I’ve been involved in computer graphics all my adult life. That may seem a bit counter-intuitive as I was schooled in the technology of music and recording. However, I’ve spend my working life in video and broadcast production.
The one time I took a bit of a sabbatical from the world of television I went to work for a small magazine, where I was still involved in print layout and production using early MacIntosh computers. That’s when I discovered that I like to write. It’s also where I first encountered Adobe Photoshop and Quark Xpress.
This finally brings me to the topic of this little-thing-that’s-quickly-devolving-into-a-rant. I simply cannot believe how often I encounter poor-quality images as aspects of otherwise professionally created online properties. I’m surprised that design professionals would submit shoddy work, not-quite-so-surprised that customers accept it.
Here’s an example from a web site that I’ve visited a number of times. Tely Labs are makers of the TelyHD video conferencing/calling appliance for use with an HDTV. Introduced a couple of years ago as consumer appliance for making Skype video calls they are now re-positioning themselves to address a more corporate market. I find the product to be genuinely interesting.
The image below contains two instances of their TelyHD device. The upper instance was from a simple screen capture of their web site. It’s full resolution and has only been cropped. The lower instance is a version that I created. Can you see the difference?
The upper instance shows marked aliasing artifacts. This could be the result of using a larger image and merely asking the browser to display it at a smaller size. It could also be the result of a poor-quality scaling process. Whatever the cause, the upper image is simply faulty.
I created the lower image by Googling for an image of the device. I searched for a “large” image, which in this case was more than 4x the dimensions of the image I was trying to match. I then opened the file up in Photoshop and re-sized it, being careful to match the final size of the nasty looking version.

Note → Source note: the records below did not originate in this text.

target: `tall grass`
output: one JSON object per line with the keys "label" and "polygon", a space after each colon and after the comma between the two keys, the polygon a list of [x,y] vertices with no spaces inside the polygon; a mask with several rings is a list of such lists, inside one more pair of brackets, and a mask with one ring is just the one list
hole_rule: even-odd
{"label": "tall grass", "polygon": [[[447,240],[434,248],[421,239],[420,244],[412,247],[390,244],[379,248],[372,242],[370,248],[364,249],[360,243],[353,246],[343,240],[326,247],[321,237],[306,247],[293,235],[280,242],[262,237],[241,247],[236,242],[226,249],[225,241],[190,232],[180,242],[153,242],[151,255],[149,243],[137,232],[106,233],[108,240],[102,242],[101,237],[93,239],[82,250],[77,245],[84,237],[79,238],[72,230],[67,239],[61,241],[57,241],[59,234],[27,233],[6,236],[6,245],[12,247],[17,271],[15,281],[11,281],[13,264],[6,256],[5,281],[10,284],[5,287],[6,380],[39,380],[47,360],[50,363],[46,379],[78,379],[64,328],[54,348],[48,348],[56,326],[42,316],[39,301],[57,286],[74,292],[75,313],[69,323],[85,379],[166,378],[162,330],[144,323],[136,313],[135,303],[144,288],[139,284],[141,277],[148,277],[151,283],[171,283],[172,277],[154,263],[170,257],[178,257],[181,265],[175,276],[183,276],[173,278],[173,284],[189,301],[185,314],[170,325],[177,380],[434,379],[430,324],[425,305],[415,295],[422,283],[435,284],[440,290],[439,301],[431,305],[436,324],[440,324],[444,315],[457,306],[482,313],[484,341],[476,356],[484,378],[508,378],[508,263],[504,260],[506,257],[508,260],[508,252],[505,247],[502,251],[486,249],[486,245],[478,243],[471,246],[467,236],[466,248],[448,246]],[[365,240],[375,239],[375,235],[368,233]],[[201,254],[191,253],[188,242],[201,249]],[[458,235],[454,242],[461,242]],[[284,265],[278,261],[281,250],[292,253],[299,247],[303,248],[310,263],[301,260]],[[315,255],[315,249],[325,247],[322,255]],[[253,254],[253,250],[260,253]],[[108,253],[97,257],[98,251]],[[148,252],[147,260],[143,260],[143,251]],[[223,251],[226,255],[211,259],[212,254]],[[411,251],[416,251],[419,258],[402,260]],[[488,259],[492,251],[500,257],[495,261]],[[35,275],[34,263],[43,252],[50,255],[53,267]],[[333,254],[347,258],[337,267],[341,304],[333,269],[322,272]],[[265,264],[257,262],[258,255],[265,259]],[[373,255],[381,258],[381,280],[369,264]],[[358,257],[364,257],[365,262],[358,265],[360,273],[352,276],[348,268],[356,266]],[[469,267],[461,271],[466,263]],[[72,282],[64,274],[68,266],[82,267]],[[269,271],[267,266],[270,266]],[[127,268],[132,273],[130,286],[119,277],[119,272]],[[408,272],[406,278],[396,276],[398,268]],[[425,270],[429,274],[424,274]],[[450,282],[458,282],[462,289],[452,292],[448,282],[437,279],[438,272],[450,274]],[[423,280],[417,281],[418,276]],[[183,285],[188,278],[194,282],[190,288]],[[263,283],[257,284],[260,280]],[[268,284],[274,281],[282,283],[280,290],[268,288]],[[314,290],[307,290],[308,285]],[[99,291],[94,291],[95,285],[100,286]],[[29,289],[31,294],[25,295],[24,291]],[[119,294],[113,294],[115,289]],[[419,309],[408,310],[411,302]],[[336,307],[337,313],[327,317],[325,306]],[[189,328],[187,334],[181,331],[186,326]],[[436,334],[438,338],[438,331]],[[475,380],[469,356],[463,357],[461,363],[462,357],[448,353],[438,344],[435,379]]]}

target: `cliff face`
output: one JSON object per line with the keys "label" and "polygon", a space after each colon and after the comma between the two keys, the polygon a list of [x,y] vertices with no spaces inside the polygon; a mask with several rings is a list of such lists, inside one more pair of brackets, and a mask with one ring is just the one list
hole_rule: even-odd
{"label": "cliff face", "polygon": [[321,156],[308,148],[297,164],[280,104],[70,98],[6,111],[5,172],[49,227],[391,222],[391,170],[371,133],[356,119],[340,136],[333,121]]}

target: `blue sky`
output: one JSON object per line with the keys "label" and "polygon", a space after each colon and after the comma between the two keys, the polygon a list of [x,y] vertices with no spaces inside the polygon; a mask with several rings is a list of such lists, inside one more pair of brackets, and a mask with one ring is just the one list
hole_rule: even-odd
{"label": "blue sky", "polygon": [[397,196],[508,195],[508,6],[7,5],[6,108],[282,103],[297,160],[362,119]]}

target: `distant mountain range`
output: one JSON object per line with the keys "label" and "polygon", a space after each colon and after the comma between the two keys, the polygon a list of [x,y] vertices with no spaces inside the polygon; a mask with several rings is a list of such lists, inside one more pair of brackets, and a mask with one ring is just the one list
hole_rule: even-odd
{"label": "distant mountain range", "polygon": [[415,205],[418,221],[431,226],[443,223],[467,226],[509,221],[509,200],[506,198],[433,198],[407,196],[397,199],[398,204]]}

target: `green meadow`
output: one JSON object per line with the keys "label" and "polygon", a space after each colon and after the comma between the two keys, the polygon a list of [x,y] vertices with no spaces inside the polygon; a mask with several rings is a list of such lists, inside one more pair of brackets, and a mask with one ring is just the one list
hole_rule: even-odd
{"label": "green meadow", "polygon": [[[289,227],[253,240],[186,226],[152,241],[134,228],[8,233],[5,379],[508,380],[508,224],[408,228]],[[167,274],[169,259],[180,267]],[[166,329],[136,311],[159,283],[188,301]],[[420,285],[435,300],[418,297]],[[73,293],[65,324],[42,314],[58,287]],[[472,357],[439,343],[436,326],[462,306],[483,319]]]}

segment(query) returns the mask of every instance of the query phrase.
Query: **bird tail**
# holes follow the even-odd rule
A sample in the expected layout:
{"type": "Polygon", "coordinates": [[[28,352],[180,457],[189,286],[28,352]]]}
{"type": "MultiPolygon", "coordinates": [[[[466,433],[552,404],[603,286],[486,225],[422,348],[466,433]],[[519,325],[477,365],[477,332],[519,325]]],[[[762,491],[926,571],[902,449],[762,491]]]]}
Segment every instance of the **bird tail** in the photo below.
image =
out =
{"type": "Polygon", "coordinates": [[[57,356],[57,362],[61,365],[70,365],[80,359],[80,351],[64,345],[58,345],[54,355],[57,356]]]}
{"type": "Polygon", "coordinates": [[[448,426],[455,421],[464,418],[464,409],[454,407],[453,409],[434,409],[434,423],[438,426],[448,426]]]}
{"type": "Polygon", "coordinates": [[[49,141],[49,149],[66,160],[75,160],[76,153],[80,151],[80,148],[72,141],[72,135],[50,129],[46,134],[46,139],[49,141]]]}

In Photoshop you can choose the scaling algorithm to use when processing an image. The “Bicubic” option is the preferred routine to use in most cases, although there are “smoother” and “sharper” tweaks to that routine as well.
There are many other scaling algorithms. Most of them harken from a time when such processing was very taxing for the computer. Given assumptions about available computer resources the various scaling routines typically trade-off the ability to act on larger images, or work faster, for image quality.
Long ago, when dinosaurs roamed the halls carrying Palm Pilots, in the time of DOS and Windows NT, I used a tool called Image Alchemy. It was a command line tool that could perform batch conversions between dozens of different file types. It could also re-size images, giving you the option of which of a number of scaling algorithms to use in the process.
Back then computers were limited both in processing power and available memory. To re-size a very large image on a DOS system with only 4 MB of memory was an exercise in patience. You know the old adage: time, money or quality…pick any two.
These days CPUs are fast and memory plentiful. Further, the images used online are so small that any reasonably current CPU can re-size images with optimal results nearly instantly. That makes the appearance of such imagery online something of a surprise to me, especially where a commercial site is concerned.
In my own efforts online I always try to include some kind of image in every post. In so doing I usually spend some time in Photoshop to create exactly what I need. Sometimes that may building a complex composite image, but often it’s just a matter of scaling the image that I have to the required size.
I try to ensure that the final presentation looks good. When sites run by friends exhibit image quality issues I’ll usually make a discreet inquiry, occasionally even help them out. Perhaps I’m too picky, or merely compulsive.
In the case of a commercial site, like Tely Labs, I really take notice. It’s a bit like going to a shareholders meeting and noticing that the CEO has a great big grease spot on his tie. It’s not the end of the world, but it doesn’t inspire confidence.
Incidentally, I have repeatedly inquired with Tely Labs about appearing as a guest on a VUC call. They have consistently ignored my inquiries.